Flash two –Thursday, day two of the move. The gal I hired to do stalls doesn’t show up.  I cancel my morning lesson and Amy, my amazing groom and faithful sidekick, hump out the stalls, then make another run to Red Bridge for stall mats (I hate stall mats, on many levels).  Someone calls to ask how the move is going, and Tylene grabs my vocal cords and announces, “I’m not leaving this f*&^  farm until I sit on a horse, and it may be midnight before that happens.”  Not exactly the reply they were expecting….

I did manage to hop on two training horses, Miss Perfect Secret and Turbo-Flash, who both worked well, despite the new digs and the multiple-personality rider.

Friday I called Apryl, a student who has been looking for work, and she jumps in as stall help.  I teach a bunch of lessons, and actually managed to ride everyone.  My horses (the ones only I ride) did an Ange/Tylene also – Venus and Sling, the hot potatoes, who I expected to be loony, were good as gold. Silhouette and Eclipse, my steady horses, were very full of themselves. Schizophrenia is apparently contagious.

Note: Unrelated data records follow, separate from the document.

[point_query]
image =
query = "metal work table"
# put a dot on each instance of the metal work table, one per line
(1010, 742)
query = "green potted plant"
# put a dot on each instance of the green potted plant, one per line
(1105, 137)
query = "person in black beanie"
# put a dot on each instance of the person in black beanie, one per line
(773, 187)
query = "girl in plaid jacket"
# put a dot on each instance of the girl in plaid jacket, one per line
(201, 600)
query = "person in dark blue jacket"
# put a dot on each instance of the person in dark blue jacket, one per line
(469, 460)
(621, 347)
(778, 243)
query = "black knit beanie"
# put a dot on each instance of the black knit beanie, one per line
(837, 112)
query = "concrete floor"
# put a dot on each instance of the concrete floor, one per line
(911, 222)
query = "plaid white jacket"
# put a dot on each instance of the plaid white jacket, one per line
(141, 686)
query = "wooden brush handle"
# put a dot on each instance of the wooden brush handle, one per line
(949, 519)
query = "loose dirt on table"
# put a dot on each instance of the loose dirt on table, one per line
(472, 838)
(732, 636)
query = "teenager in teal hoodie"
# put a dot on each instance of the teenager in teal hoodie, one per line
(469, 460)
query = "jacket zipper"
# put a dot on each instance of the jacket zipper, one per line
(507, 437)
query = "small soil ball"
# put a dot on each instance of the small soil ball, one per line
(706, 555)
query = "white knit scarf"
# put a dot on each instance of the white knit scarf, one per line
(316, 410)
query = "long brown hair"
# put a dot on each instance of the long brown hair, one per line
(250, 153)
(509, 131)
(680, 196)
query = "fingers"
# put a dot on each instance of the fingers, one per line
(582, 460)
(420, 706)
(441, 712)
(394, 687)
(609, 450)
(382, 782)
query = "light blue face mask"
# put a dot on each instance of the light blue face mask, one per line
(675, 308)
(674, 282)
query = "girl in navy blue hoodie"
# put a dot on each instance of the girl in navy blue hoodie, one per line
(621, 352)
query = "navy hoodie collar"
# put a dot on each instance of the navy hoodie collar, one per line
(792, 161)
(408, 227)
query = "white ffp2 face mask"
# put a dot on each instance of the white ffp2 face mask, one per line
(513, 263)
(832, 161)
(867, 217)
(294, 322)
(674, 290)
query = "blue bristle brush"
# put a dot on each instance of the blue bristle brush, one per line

Flash three – Saturday the weekend stall help had schedule problems, so again I’m mucking, and the time is ticking on getting out of Red Bridge. I had hoped to finish moving by the weekend, but after doing barn chores  and teaching my lessons, I made one trip to Red Bridge, not the 3 I had planned.  Linda and Catharine jumped in to help, not only with the chores and moving, but formed a human shield between me and my clients. Without them, random Tylene flashes may have run everyone off by the end of the weekend. My business thanks them.

Sunday morning, I had two goals—integrate Silhouette into turnout, and get the rest of the stuff out of Red Bridge.  When my mucking help texted again that she had schedule problems, Tylene took over.  Linda and I had planned a 10:30 start to finish getting stuff out of Red Bridge. After chores were finished, it happened at 1. 

We pulled back in to Journey’s End, and I see two students finishing their rides, and instantly, my emotions churn. I’m like an addict surrounded by users, and I burn with jealousy. They are happily enjoying their horses, and I’m covered with dirt and schlepping SFD’s stuff, stuff they enjoy utilizing (cavaletti, mounting block, first aid supplies, extra blankets, the list goes on and on), and I haven’t had my horse fix yet.  I was not in a good mental place.

A student comes up to tell me how much she loves the place, and thank me for bringing her trunk over, and can I help her take it up to the loft, and I lose it. Tylene is firmly in control now.
I actually stomped my feet and threw a hissy fit worthy of a 3-year-old.  “No. I’m not doing another thing until I take care of my own d*%^ horse.  You’ll just have to wait.” 

That caught everyone’s attention.  Suddenly everyone had a moment to help unload the truck and trailer. Score one for Tylene.

By Tuesday, a fellow wandered into Journey’s End looking for stall work—I hired him, and put Apryl on horse care duty--changing blankets, swapping turnout, scrubbing water tubs, washing horses for clipping, etc, all the stuff that makes us full-service boarding and not just feed-and-muck boarding. 

Within days, a rhythm emerges, and we get stuff put away and the horses settle in, and training gets back on schedule.  Tylene moves back into the shadows.

In Fight Club, the narrator vanquishes Tyler because he falls in love with a rather quirky woman. The rhythm of life at Journeys’ End does the same for me. I fall in love the footing and mirror placement in the indoor, I fall in love the huge fields to hack around, I fall in love the full-size permanent dressage arena, and I fall in love with being in complete control of my horse’s care again. I fall in love with running SFD at Journey’s End, and Tylene is vanquished.  I hope for good.